How to Treat Dental Abscess?

How to Treat Dental Abscess?

A dental abscess is a collection of pus associated with a tooth that can be localized either below the root apex or around the tooth in the gingival pocket. A dental abscess is usually caused by bacterial infections in a non-vital tooth.

Types of Dental Abscess

Dental abscesses can be classified further into three different categories.

- Periapical abscess

When pus is accumulated below the apex of the root, it is called as a periapical abscess. It is clinically presented as swelling immediately below the tooth or by the presence of sinus tract draining the pus. On radiographs, it is presented as a radiolucent (dark) area below the root tip.

- Periodontal abscess

When pus is accumulated in the gingival pocket around the tooth, it is called a periodontal abscess.  It is clinically presented as pus draining through the gingival pocket. On radiographs, there is wider periodontal ligament membrane space around the tooth.

- Gingival Abscess

When an abscess is accumulated only in superficial gingival tissue without affecting the periodontal ligament and associated tooth,  it is called a gingival abscess.  It is clinically seen as localized swelling in gums. There are usually no radiographic changes in a gingival abscess.

dental abscess

Causes of Dental Abscess

Bacterial infections are the most common cause of dental abscesses. Following are the predisposing factors for dental abscess.

- Poor oral hygiene status with plaque accumulation.

- Acute or chronic periodontal disease.

- Traumatized tooth.

- Foreign body strangulation such bristles of toothbrush or hard tiny food particles.

- Previous treatment failures, such as failed root canal treatment.

Symptoms of Dental Abscess

- Throbbing pain that cannot be localized.

- Severe pain while lying down.

- Pain on percussion. In periodontal abscess, there is pain on horizontal percussion while in periapical abscess, there is pain on vertical percussion.

- Tooth is often slightly extruded.

- There is swelling in the area of the associated tooth or in some chronic cases there may be diffused swelling involving multiple teeth.

- Sinus tract can also be found in gums near the root apex. Gutta-percha is often inserted in the sinus tract to identify the origin of infection by taking a radiograph.

- There can be redness or erythema in the root area of the tooth.

- Patients often complain of bad breath or a foul smell from the mouth.

- Fever and malaise can be associated with a dental abscess.

- Swollen lymph nodes in the neck area can also be found.

- Tooth discoloration can be seen.

Treatment Options

The aim of treatment is drainage of abscess and removal of infection source. Common treatments are as follows: 

- Root canal treatment, in which living tissue of the tooth is removed and replaced with synthetic biocompatible material.

root canal treatment

- Extract the tooth if it cannot be restored.
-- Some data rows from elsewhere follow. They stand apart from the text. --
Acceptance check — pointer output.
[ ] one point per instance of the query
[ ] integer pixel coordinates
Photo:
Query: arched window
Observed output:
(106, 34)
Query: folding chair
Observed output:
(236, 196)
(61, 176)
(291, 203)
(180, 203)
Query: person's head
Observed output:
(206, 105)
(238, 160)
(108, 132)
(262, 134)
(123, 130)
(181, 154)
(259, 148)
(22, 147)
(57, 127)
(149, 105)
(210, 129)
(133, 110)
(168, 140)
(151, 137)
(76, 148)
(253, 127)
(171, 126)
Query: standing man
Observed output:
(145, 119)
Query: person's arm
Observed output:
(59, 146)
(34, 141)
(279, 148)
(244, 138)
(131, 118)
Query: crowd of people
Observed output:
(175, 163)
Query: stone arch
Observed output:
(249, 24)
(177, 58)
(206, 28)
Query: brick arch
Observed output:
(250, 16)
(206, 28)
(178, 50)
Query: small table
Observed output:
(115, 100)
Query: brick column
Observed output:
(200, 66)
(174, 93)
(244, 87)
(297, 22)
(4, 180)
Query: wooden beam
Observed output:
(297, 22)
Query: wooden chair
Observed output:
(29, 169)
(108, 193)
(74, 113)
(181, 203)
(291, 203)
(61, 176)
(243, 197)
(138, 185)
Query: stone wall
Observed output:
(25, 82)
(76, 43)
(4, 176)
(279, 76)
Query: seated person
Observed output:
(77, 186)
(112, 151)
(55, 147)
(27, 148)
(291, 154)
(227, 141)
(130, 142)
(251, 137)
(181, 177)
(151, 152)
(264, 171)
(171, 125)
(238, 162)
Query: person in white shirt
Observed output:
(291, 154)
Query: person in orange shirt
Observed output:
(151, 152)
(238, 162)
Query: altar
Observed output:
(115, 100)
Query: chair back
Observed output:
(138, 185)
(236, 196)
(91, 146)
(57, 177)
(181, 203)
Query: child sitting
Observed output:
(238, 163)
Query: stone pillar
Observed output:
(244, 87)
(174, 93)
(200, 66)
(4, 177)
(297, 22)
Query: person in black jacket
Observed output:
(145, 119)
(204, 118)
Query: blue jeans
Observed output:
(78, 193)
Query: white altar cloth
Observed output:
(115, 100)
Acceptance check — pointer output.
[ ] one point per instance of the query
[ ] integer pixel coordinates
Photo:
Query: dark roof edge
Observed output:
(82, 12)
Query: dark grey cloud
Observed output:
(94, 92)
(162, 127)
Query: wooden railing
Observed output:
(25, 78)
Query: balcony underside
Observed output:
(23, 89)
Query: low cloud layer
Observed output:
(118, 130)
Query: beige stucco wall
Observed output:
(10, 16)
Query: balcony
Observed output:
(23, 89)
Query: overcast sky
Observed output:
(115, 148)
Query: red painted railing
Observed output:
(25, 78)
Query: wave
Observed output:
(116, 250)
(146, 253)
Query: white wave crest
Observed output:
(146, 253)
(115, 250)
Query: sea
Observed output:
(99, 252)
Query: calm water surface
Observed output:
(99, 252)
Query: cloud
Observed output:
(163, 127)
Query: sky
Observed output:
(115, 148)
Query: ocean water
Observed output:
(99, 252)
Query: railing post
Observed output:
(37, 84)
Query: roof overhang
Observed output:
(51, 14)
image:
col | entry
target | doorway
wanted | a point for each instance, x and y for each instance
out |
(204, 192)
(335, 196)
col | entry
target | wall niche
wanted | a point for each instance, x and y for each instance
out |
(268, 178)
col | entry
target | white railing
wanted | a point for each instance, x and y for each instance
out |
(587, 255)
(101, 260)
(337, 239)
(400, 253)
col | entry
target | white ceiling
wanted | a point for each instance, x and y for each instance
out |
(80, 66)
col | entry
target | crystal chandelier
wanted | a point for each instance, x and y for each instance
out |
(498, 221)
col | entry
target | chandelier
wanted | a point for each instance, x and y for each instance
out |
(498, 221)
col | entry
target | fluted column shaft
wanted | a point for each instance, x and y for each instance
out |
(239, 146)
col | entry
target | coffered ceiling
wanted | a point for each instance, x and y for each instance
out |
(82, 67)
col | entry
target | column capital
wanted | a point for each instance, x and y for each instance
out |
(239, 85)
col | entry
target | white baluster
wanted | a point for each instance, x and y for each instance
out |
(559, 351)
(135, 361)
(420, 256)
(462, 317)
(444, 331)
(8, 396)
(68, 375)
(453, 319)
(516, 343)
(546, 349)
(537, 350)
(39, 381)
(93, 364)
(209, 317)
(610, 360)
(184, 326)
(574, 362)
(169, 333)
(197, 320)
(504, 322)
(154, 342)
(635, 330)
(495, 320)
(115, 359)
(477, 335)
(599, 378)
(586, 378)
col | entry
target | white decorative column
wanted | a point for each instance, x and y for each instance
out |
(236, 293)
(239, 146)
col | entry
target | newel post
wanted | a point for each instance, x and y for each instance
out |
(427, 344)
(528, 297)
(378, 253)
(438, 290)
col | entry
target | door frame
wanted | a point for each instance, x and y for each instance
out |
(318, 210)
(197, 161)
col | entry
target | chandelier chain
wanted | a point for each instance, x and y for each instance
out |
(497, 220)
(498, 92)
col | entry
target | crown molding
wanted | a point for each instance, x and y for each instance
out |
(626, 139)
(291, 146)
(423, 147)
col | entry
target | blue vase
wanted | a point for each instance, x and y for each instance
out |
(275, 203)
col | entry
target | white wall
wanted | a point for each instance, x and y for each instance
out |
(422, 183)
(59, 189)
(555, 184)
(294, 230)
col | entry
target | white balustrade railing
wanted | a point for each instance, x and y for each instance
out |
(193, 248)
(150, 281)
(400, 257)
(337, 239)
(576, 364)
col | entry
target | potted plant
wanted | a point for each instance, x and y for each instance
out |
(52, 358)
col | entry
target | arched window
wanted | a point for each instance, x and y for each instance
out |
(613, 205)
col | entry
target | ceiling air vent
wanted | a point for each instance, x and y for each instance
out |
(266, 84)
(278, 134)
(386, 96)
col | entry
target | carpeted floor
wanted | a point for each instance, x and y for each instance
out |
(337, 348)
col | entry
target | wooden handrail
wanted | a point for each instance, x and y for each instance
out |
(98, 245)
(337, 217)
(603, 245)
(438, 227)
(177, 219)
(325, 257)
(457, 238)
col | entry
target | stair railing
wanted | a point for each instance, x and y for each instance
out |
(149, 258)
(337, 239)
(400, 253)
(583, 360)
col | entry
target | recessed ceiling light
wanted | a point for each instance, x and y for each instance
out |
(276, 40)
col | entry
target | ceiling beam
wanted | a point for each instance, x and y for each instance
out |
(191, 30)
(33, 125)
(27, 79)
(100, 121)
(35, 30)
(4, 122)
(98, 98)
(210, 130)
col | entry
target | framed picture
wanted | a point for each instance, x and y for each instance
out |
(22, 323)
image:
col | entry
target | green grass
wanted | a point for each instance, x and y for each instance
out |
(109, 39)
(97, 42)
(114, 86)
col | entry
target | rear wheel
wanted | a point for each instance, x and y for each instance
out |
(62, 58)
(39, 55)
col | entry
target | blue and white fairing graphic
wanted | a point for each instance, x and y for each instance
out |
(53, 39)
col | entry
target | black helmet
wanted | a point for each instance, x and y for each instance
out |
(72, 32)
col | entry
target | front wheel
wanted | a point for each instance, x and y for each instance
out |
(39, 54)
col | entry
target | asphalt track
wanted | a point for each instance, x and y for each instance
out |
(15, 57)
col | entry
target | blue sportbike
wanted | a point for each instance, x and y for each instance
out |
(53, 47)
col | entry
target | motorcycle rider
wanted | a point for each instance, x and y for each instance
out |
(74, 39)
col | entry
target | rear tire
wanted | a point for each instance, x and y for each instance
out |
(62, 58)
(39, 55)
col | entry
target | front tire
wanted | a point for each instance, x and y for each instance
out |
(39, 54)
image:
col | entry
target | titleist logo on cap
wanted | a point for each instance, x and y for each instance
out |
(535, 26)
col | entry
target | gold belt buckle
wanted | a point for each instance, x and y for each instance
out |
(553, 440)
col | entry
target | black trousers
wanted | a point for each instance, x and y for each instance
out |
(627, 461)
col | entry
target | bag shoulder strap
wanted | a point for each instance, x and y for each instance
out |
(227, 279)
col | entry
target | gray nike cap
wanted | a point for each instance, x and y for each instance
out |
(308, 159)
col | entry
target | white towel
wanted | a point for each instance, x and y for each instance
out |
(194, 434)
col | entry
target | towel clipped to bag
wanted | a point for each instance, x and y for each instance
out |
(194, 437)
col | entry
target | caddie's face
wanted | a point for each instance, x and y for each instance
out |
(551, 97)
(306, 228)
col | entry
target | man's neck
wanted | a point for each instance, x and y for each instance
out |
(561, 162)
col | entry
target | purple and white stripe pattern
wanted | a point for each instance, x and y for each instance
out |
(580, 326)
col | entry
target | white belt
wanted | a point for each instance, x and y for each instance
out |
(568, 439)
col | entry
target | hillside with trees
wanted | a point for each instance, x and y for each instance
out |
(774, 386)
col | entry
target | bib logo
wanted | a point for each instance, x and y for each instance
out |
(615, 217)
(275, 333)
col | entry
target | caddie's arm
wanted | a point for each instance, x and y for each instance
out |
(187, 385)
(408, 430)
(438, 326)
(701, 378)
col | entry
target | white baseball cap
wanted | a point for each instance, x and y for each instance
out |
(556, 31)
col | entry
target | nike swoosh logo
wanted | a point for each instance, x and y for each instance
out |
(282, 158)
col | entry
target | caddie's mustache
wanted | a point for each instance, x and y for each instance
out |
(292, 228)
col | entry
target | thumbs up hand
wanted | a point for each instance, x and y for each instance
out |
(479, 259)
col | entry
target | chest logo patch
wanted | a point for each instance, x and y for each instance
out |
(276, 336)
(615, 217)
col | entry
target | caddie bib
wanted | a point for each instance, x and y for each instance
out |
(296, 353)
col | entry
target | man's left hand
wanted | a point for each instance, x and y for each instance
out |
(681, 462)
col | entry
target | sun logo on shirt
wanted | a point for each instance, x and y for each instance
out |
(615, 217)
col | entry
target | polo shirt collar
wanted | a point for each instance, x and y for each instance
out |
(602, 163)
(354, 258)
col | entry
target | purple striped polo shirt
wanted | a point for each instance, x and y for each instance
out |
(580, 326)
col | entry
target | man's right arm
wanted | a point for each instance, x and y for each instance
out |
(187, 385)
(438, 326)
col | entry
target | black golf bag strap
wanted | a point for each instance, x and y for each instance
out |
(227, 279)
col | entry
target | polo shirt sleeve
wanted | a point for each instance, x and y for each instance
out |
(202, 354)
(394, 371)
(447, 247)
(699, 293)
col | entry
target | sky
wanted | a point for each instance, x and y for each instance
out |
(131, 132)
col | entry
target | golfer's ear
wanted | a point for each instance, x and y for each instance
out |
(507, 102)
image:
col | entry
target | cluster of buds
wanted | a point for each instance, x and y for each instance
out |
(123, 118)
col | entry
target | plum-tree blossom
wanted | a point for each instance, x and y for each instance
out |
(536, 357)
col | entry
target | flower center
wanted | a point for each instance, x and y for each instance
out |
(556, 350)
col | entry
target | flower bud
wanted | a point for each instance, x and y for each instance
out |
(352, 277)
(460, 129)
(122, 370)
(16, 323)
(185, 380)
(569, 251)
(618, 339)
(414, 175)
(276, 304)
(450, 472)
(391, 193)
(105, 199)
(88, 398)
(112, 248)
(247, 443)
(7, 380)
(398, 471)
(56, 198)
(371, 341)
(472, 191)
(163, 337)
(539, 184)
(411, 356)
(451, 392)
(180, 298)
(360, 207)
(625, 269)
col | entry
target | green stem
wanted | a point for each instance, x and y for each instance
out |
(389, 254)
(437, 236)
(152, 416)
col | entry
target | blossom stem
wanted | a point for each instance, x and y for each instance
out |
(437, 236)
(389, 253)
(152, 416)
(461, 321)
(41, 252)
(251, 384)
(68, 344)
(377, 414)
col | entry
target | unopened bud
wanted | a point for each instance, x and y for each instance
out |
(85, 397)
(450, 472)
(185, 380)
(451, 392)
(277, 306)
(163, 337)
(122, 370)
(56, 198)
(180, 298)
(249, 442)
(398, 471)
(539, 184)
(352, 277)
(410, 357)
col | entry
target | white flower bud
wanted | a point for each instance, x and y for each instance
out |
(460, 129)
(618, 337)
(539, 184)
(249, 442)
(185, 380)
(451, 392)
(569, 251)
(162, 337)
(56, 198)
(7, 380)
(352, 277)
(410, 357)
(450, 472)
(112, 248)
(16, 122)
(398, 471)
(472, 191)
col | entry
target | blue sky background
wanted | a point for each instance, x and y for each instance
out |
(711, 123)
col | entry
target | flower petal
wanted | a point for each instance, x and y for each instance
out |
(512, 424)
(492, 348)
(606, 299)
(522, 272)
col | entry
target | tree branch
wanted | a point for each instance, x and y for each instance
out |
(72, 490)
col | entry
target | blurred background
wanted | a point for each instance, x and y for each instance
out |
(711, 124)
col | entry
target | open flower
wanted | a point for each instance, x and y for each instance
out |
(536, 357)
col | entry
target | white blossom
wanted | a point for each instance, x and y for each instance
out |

Extraction should be followed by curettage.

- Incision and drainage of the abscess have opted when conventional treatment fails to respond or for medically compromised patients.

- Antibiotics are preferably not used for dental abscesses but in some patients, antibiotics are indicated such as medically compromised patients,  disseminated infections and patients presented with significant cellulitis.

- To relieve the pain, NSAIDs are often prescribed.

- Fistulectomy is required in chronic cases in which the sinus tract persists even after incision and drainage.

Complications

A dental abscess is often self-limited and doesn’t cause complications. But it may cause the following complications if not be treated in time:

- Fistula formation, in which the sinus tract is lined by epithelium.

- Cellulitis

- Osteomyelitis

- Ludwig Angina

- Cavernous sinus thrombosis

- Mediastinitis

- Septicemia

- Prosthetic valve infections

- Sinusitis

- Cystic lesions

How to Prevent?

Following preventive methods may help to reduce the incidence of dental abscess formation.

- Regular visits to registered Dental practitioner

- Good oral hygiene status. Brush your teeth twice a day.

- Use dental floss regularly.

- Sufficient fluoride intake.

- Avoid sticky foodstuffs.

- Reduce consumption of acidic or sugar-containing diet.

- Limit the snacks between meals. 

- Regular rinses after eating and drinking a sugar-containing diet.

- Root canal treatment, in which living tissue of the tooth is removed and replaced with synthetic biocompatible material.